自室に戻り、ベットに寝転んで、一人考えこむ。


ここ数年、僕は王都にいたせいもあったから、リザには会ってなくて。


学校通ってた時とは違い、街の服屋の息子と伯爵様のご令嬢が、ばったり会ったりなんかしない。


それに、きっと会う事は許されない。


たぶん、リザは何処か、遠い所へ嫁いで行く。


一時期でも、問題になった僕と会う事は、決して許されないのだろう。


もう、見る事すらないのかもしれない。


そう考えると酷く、僕とリザは遠い。


あんなに普通に笑いあっていた学校生活が今となっては、凄く貴重だったと気が付く。


まあ、笑いあうというより、僕が泣いて、リザが笑う、という構図の方が多かった気がするが。


残された時間は今日を抜いてもう6日あるかどうか。


最後に彼女にしてあげれる事と言えば、


「これしかないよな。
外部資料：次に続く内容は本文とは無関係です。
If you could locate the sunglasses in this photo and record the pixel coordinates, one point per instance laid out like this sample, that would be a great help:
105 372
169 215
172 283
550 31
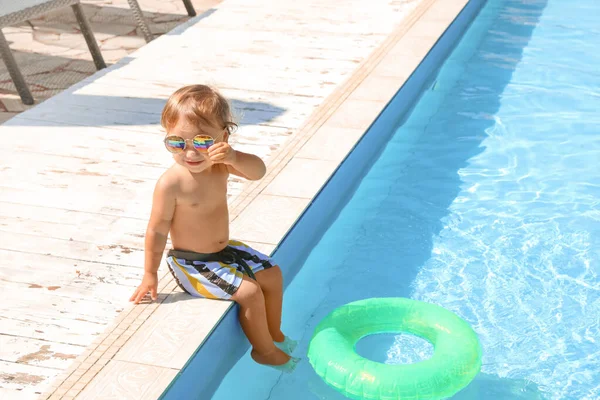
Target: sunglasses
176 144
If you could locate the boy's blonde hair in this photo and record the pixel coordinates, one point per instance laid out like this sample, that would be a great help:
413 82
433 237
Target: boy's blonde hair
200 105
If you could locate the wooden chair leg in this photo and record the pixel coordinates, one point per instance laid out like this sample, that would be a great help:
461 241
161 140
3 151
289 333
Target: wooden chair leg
189 8
15 73
88 34
140 20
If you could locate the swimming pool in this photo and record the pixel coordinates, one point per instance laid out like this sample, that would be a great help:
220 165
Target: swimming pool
485 201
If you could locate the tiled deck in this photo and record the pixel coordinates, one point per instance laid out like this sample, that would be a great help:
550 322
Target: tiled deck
71 225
」


起き上がって、机の中から取り出したのは、愛用のスケッチブック。


開けばそこには僕の今までの作品である、デザインが並ぶ。


真新しいページを開いて、うっすらと浮かんでいたイメージを、僕は少しづつ形にして行った。








「フェリー、お風呂次どうぞ。」


そう言って扉を開けたリザに、一心不乱に創作していた僕は、酷く狼狽えた。


「あ、ああ、うん、今行く。」


急いでスケッチブックを閉じて、机の中に押し込む。


そして、まだ扉の所にいたリザを部屋から出して扉を閉じると、そさくさとその場を退散した。